Observability¶
cogcache ships with first-class observability via MetricsCollector —
a thread-safe, bounded event aggregator with pluggable sinks.
JSON snapshot¶
from cogcache import CogniCache, MetricsCollector
metrics = MetricsCollector(history_size=10_000)
cache = CogniCache(similarity_threshold=0.92, metrics=metrics)
# ... handle traffic ...
print(metrics.snapshot())
{
"total": 1247,
"hits": 542,
"misses": 705,
"hit_rate": 0.4348,
"tokens_saved": 162600,
"tokens_used": 211500,
"token_savings_ratio": 0.4348,
"latency_ms": {
"all": { "p50": 1200.0, "p95": 6800.0, "p99": 9100.0 },
"hit": { "p50": 0.8, "p95": 1.4, "p99": 2.1 },
"miss": { "p50": 3200.0, "p95": 7100.0, "p99": 9300.0 }
},
"window_size": 1247,
"since": 1735678900.123
}
The collector keeps a bounded ring buffer (deque(maxlen=history_size))
so memory doesn't grow unbounded under load.
Prometheus¶
from cogcache import CogniCache, MetricsCollector
from cogcache.metrics.prometheus import PrometheusSink
metrics = MetricsCollector()
prom = PrometheusSink() # creates its own CollectorRegistry
metrics.attach(prom)
cache = CogniCache(metrics=metrics)
Then expose the metrics in your web framework:
Exported metric names¶
| Metric | Type | Labels |
|---|---|---|
cogcache_queries_total |
Counter | cache_hit, route, intent |
cogcache_query_latency_seconds |
Histogram | cache_hit |
cogcache_tokens_total |
Counter | kind (saved, used) |
cogcache_quality_score |
Gauge | — |
Recommended Grafana panels¶
# Hit rate (rolling 5min)
sum(rate(cogcache_queries_total{cache_hit="true"}[5m]))
/
sum(rate(cogcache_queries_total[5m]))
# P99 latency by hit/miss
histogram_quantile(0.99,
sum(rate(cogcache_query_latency_seconds_bucket[5m]))
by (cache_hit, le)
)
# Tokens saved per second
rate(cogcache_tokens_total{kind="saved"}[1m])

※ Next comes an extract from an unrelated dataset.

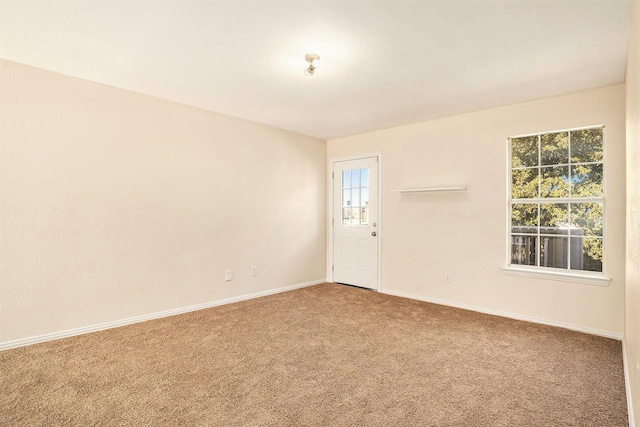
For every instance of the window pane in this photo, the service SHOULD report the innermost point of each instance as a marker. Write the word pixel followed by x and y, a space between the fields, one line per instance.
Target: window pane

# Cumulative cost savings (assuming $X per 1K tokens)
increase(cogcache_tokens_total{kind="saved"}[24h]) * 0.0002 / 1000
Alert rules¶
groups:
- name: cogcache
rules:
- alert: CogCacheHitRateLow
expr: |
(sum(rate(cogcache_queries_total{cache_hit="true"}[5m])) /
sum(rate(cogcache_queries_total[5m]))) < 0.10
for: 30m
annotations:
summary: "Hit rate dropped below 10% — threshold may be too strict"
- alert: CogCacheHitLatencyHigh
expr: |
histogram_quantile(0.99,
sum(rate(cogcache_query_latency_seconds_bucket{cache_hit="true"}[5m]))
by (le)
) > 0.05
for: 10m
annotations:
summary: "P99 hit latency exceeds 50ms — embedding may be the bottleneck"
Custom sinks¶
Implement the MetricsSink ABC to push events to InfluxDB, Datadog,
CloudWatch, etc:
from cogcache.metrics import MetricsSink, QueryEvent
class InfluxSink(MetricsSink):
def __init__(self, client):
self._client = client
def record_query(self, event: QueryEvent) -> None:
self._client.write_point({
"measurement": "cogcache_query",
"tags": {
"cache_hit": event.cache_hit,
"route": event.route,
"intent": event.intent,
},
"fields": {
"latency_ms": event.latency_ms,
"tokens_saved": event.tokens_saved,
"quality_score": event.quality_score,
},
"time": event.timestamp,
})
metrics.attach(InfluxSink(my_influx_client))
A crashing sink does not break event recording — its exception is caught and logged, other sinks still receive the event.